これに対してサプライチェーン全体を循環型ビジネスモデルへと設計するには、素材の開発や共感性の獲得、廃棄した後も再素材化できるようにするなど、サーキュラーエコノミーの視点を付加することが必要となってきます。これまでのビジネスでは取り組んでいなかったことで収益性と共感性を上げながら、CO2の発生量を下げる設計を行うことがポイントです。
▶関連記事:「未完」×「共創」のデザイン-共感のつくり方-
特に重要なのは、自社の本質的な価値観と統合できるかどうか
サーキュラーエコノミーを表面的な取り組みで終わらせないために重要になるのが、企業理念、ミッション・ビジョン、事業戦略を統合することです。これらが一気通貫して矛盾のない状態であり、さらに、自社の事業が提供する価値が、企業理念を体現していることが求められます。
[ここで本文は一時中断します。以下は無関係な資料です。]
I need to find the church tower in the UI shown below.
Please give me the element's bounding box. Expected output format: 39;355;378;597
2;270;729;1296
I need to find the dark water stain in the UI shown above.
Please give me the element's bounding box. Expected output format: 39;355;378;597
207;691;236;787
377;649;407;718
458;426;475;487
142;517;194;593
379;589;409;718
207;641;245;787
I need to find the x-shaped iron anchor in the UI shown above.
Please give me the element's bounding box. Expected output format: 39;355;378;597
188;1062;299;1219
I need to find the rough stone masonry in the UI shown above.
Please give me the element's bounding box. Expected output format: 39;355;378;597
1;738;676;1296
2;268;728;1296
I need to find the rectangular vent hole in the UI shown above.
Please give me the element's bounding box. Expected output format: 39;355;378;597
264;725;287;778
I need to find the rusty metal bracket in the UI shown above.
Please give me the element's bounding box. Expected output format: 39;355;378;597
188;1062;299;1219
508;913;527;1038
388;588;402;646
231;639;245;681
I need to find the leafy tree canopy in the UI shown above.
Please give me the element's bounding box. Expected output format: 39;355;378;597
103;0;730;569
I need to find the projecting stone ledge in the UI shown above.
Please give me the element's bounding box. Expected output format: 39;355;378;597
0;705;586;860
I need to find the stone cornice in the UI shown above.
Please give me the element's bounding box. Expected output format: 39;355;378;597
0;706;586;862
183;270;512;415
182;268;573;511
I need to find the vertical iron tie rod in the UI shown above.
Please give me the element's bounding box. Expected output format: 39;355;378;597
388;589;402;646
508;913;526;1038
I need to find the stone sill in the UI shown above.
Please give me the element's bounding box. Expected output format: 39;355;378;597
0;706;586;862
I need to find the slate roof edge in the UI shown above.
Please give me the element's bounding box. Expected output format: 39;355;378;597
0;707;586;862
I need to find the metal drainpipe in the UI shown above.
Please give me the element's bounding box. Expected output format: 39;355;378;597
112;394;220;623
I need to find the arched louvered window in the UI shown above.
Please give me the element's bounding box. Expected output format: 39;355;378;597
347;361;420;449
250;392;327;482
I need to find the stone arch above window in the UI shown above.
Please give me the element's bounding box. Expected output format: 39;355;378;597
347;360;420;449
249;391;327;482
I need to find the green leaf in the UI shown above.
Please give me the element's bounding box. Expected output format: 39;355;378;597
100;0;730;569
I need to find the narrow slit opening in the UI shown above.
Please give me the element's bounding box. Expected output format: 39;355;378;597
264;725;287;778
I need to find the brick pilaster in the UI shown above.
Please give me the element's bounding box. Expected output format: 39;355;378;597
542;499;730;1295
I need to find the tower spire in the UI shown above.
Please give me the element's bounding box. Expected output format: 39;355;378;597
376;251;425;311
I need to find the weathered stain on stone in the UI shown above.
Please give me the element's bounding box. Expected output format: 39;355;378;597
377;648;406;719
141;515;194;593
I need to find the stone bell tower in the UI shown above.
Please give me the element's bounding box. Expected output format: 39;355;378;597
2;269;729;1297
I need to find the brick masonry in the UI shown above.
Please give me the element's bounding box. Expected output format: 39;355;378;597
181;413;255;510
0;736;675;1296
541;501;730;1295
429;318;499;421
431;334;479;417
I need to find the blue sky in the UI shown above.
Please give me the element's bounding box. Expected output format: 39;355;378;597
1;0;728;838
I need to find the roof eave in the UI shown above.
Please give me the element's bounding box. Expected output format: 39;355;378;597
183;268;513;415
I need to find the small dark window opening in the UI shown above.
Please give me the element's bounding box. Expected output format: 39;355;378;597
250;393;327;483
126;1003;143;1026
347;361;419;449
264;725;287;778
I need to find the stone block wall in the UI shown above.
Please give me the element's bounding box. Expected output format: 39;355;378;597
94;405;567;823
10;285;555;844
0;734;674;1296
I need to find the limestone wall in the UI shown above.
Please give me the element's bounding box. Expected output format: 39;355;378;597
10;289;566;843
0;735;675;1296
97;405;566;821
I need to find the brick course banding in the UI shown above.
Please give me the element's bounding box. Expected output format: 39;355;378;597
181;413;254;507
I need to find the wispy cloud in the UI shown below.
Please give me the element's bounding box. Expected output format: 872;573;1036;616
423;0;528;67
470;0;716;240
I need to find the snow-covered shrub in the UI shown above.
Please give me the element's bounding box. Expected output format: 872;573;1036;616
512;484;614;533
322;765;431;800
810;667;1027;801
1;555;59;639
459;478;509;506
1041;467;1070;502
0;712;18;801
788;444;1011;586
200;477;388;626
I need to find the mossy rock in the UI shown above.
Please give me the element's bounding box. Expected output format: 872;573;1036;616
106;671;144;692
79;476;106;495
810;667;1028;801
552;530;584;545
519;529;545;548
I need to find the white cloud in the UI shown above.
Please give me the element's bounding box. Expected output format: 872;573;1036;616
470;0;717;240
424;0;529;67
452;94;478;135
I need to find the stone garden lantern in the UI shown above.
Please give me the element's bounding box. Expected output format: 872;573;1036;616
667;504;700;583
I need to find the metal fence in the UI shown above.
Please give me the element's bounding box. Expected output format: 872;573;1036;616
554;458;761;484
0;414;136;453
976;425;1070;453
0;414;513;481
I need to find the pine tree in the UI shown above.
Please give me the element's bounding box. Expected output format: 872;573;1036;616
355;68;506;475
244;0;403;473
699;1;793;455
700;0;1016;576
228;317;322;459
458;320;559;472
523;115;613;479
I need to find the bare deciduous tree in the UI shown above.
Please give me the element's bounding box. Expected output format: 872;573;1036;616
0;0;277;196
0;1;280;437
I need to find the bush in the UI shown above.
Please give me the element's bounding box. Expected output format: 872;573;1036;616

サーキュラーエコノミー型のビジネスモデルへの移行は企業にとって必要不可欠です。自社の価値観・事業戦略にサーキュラーエコノミーの要素を取り込むことで、事業の本質を見直し、循環型モデルへ事業変革を推し進めていくこと、一貫した価値創造ストーリーとして社内外の理解を得ていくことが重要です。